In a move to modernize its distribution platforms and ensure each sales channel reflects the true costs, Oman Air has implemented a Distribution Cost Recovery (DCR) Surcharge, effective December 4th, 2024.
The new surcharge, set at $10 per segment, was applied uniformly across all Global Distribution Systems (GDSs) and market segments. This surcharge was levied on all fare types and booking classes for Oman Air’s own flights as well as its code-share partners.
The decision to introduce the DCR surcharge was part of Oman Air’s revised commercial strategy, aimed at aligning its distribution costs with the actual expenses incurred by the airline. By implementing this surcharge, the company aimed to provide a more accurate reflection of the costs associated with each sales channel.
Notably, the surcharge was not applied to bookings made through Oman Air’s direct distribution channels, including its NDC (New Distribution Capability) platform.
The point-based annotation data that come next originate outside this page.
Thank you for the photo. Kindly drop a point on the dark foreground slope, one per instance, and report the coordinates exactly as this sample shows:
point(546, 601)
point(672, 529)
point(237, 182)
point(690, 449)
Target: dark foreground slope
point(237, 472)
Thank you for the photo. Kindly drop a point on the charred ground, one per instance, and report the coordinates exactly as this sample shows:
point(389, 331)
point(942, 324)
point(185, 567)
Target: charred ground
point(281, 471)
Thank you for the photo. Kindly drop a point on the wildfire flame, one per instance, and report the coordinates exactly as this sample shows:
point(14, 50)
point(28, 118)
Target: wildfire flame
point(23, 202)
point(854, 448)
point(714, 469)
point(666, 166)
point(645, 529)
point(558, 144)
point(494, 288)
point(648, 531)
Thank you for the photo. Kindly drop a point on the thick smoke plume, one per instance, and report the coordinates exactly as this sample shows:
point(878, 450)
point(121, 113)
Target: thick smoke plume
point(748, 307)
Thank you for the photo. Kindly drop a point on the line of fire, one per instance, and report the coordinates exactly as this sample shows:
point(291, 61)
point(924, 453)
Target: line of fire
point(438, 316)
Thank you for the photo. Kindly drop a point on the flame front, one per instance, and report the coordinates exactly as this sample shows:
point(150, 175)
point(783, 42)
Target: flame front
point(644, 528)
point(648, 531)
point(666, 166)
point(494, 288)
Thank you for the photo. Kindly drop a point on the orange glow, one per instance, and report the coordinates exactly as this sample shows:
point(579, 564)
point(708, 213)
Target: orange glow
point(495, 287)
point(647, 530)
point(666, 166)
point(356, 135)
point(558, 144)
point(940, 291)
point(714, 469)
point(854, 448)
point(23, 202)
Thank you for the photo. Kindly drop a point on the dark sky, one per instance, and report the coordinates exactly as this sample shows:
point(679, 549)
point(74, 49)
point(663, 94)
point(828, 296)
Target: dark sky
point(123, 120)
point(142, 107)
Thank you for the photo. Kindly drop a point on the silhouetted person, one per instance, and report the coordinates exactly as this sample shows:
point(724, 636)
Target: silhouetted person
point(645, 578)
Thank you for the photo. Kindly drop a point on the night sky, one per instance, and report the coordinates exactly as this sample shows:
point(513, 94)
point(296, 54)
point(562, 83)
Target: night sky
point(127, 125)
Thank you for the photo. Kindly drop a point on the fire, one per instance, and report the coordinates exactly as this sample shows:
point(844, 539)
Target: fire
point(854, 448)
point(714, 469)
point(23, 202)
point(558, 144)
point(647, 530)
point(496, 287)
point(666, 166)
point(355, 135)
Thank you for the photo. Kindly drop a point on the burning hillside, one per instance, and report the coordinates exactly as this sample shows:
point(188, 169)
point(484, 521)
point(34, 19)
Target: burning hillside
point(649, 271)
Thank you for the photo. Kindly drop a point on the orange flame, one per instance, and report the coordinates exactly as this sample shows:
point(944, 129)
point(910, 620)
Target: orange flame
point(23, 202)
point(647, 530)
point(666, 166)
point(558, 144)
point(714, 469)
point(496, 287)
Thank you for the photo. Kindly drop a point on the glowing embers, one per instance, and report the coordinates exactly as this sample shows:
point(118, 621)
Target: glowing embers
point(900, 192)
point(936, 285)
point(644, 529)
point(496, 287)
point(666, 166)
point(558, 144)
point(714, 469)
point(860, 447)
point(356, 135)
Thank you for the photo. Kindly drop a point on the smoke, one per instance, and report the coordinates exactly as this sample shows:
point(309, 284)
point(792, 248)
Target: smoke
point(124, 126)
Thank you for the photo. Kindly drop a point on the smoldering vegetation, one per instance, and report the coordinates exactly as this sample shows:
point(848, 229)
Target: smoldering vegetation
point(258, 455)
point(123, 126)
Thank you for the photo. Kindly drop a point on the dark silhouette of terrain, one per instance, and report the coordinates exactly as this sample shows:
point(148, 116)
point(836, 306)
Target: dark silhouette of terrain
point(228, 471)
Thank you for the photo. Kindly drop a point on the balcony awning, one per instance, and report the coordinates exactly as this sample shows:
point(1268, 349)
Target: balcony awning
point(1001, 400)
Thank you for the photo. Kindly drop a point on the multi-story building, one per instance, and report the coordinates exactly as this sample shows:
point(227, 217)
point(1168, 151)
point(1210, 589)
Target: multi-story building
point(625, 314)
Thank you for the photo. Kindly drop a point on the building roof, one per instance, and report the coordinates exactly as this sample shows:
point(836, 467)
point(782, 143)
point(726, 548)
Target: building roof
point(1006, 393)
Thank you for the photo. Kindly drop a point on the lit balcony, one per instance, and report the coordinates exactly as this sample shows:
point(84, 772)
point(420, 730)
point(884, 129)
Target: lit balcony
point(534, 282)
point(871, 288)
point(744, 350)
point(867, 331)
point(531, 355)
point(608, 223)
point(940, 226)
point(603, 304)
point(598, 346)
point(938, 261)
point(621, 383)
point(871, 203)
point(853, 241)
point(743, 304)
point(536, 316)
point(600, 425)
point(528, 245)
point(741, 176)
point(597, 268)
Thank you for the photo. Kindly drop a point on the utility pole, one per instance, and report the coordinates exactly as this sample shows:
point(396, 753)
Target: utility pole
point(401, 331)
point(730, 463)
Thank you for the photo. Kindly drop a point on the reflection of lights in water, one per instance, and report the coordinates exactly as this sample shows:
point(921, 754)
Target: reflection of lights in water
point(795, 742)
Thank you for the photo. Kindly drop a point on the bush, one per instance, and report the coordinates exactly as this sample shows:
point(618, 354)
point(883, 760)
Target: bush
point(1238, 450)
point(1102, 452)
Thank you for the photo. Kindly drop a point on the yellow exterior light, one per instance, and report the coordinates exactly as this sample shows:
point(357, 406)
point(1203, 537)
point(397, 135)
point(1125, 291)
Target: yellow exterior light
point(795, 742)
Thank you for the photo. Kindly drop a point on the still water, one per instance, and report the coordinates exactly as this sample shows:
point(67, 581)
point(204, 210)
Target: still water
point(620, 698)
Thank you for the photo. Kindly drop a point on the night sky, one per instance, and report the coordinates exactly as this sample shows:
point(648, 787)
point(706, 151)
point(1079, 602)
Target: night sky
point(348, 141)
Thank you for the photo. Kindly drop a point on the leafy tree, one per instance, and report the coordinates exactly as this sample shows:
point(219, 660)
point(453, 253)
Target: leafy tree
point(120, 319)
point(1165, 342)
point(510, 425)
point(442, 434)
The airline encouraged its partners to leverage these direct channels, either through the SPNR platform, direct API integration, or an NDC aggregator.
“This surcharge was filed as a YR Tax code and was levied uniformly across all GDSs and markets globally,” the airline stated in its announcement. “All bookings ticketed as of December 4th were subject to this surcharge.”
Oman Air advised its partners to contact their respective regional sales managers for more information and support during this transition.
The implementation of the DCR surcharge was part of Oman Air’s broader strategy to modernize its distribution platforms and align costs with the services provided to each sales channel. This move was aimed at ensuring the airline’s distribution model reflected the true expenses incurred, ultimately enhancing its overall commercial efficiency.  It also reflects the airline’s commitment to enhancing its commercial efficiency and providing the best possible products and services to its customers and partners.